Documentation forOrion Platform

Troubleshoot container monitoring

This Orion Platform topic applies only to the following products:

SAMVMAN

This topic provides tips to resolve issues you may encounter when monitoring containers in the Orion Web Console. You can also search the Success Center or THWACK.

SolarWinds documentation describes how to display container data in the Orion Web Console. To learn about manipulating containers directly, refer to third-party documentation provided by the vendor. For example, to learn about swarm mode, see Docker docs (© 2020 Docker, Inc., available at docs.docker.com, obtained on October 26, 2020.)

Before proceeding, review Container monitoring requirements.

Locate logs

Log files related to container monitoring, which utilizes the SolarWinds Cortex service, are stored in the following default directory: C:\ProgramData\SolarWinds\Logs\Cortex. Look for the following keywords: CMAN, ContainerMgmt, and ContainerManagement.

To find logs about data collected from every node in a cluster that is sent to the Orion Platform via Cortex, use the following command on the node that hosts the OrionAggregator container:

sudo docker logs -f [container_id]

To determine the container_id for the OrionAggregator container, execute this command: sudo docker ps

Resolve orion-aggregator log messages

If messages similar to Node with IP: {IP_address} is not added to Orion. Data is not polled appear in logs, verify that the Linux server that hosts containers exists as a managed Orion node, with ICMP configured as the Polling Method. To add a node, see Add a single node for monitoring to the Orion Platform.

Container data does not appear in the Orion Web Console

If expected data about containers does not appear, review port requirements in the following sections to rule out firewall issues:

Cannot add a container service

Starting in Orion Platform 2020.2, you cannot add a container service if FIPS mode is enabled.

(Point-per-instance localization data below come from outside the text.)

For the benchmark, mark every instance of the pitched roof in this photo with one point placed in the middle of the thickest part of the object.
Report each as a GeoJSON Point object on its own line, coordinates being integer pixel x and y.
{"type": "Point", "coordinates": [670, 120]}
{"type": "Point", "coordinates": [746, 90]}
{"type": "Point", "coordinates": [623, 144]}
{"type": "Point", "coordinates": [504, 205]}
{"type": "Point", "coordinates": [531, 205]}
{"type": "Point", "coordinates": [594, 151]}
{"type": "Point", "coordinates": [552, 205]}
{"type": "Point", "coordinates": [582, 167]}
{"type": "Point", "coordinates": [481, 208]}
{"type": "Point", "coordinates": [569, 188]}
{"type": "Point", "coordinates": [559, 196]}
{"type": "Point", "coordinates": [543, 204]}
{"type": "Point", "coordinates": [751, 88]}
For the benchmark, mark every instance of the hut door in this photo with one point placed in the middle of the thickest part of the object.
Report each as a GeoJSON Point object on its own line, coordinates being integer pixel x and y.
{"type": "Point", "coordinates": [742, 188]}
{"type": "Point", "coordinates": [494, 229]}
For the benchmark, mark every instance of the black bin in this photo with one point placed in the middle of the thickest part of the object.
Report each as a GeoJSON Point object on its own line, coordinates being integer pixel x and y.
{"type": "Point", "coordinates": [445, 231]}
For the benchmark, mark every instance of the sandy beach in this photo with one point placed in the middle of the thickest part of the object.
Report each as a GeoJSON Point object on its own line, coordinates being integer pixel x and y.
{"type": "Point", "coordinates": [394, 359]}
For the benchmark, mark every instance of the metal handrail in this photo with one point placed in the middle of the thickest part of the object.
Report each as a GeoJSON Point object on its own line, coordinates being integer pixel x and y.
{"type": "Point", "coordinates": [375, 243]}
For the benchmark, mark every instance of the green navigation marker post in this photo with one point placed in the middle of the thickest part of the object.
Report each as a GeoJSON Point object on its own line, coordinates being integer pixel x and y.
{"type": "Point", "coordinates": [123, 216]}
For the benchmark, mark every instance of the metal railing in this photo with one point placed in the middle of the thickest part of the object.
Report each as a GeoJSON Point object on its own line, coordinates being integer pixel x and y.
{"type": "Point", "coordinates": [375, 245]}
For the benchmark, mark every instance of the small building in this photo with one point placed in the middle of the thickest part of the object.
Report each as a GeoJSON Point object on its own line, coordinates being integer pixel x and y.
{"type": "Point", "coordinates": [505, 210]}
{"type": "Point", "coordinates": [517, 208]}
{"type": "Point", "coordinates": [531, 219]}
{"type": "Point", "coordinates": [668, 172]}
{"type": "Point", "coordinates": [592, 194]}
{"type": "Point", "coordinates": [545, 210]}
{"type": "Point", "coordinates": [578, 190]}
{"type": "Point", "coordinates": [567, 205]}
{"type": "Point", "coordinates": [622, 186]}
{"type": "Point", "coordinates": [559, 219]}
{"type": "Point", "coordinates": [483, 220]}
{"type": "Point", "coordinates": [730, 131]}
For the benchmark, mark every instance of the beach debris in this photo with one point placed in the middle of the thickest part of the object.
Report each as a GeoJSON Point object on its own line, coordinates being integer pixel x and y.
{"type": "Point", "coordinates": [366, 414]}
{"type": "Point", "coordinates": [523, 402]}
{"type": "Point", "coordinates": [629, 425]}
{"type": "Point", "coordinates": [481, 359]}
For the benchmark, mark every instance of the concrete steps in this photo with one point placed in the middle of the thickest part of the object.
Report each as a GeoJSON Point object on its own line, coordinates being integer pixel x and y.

If containers were added before FIPS mode was enabled, remove them from nodes and then delete the container service. Otherwise, container polling will continue.

Containers are missing after an upgrade

After upgrading SAM or VMAN, delete the related container service and then add it back to the Orion Platform again to refresh YAML files and agents plugins. The Orion Monitor and Orion Aggregator containers will detect all containers running on servers during the next polling cycle. See Update an existing container service

Containers switch to Unknown status

As described in Add a container service, several items are added to a Linux node when you deploy a container service, including an Orion Monitor container to track node status and metrics, and an Orion Aggregator container to collect data for the Orion Platform. A StatusSetUp agent plug-in is also deployed to checks the status of the Orion Aggregator container every minute.

  • If the Orion Aggregator container fails to connect to the Orion server for two, consecutive five-minute intervals, the container service status changes to Down and the container status switches to Unknown. Check the connection between the node and the Orion server.
  • If the Orion Aggregator container fails to report metrics from Orion Monitor containers for two, consecutive five-minute intervals, the container status switches to Unknown.

Container status switches to Unknown if the Orion admin account credentials used to add the related container service change. Containers use those credentials to push data from container environments to the Orion Platform. If the password changes, delete the container service and then add it back again.

Choose a polling engine for container monitoring

Currently, there is no direct way in the Orion Web Console to change the polling engine for container monitoring in the Orion Web Console. Instead, change the Orion URL property in the script that runs on the host machine when you add a container service. By default, that value is set to the IP address of the Orion server, which acts as the Main Polling Engine. Change the IP address to match an Additional Polling Engine (APE) instead.

The exact property name varies in supported script files:

  • Docker Compose file: ORION_URL
  • Kubernetes YAML file: ORION_URL
  • Apache Mesos file: ORION_CONSOLE_URL

Docker hosts cannot reach the Orion website using an IP address, domain name, or host name

When you add a container service, the Orion Platform generates a script that is copied to the Linux host server via an SSH client. This script contains a link to a configuration file that is downloaded to the host to set up the Orion Agent when the script runs. If the host cannot access the Orion Web Console or resolve the IP address, domain name, or host name provided, the script fails.

Here are possible workarounds: 

  • If the container host cannot reach the Orion Web Console using the domain name or host name in the script, edit the script on the host to change the domain or host name to the IP address of the Orion Web Console. If the opposite is true, and the connection cannot be made using the IP address in the script, edit the script to change the IP address to the domain/host name.
  • Navigate to the URL in the script and download the file manually. Copy the script to the host server, and then run it without the curlcommand that transfers data automatically.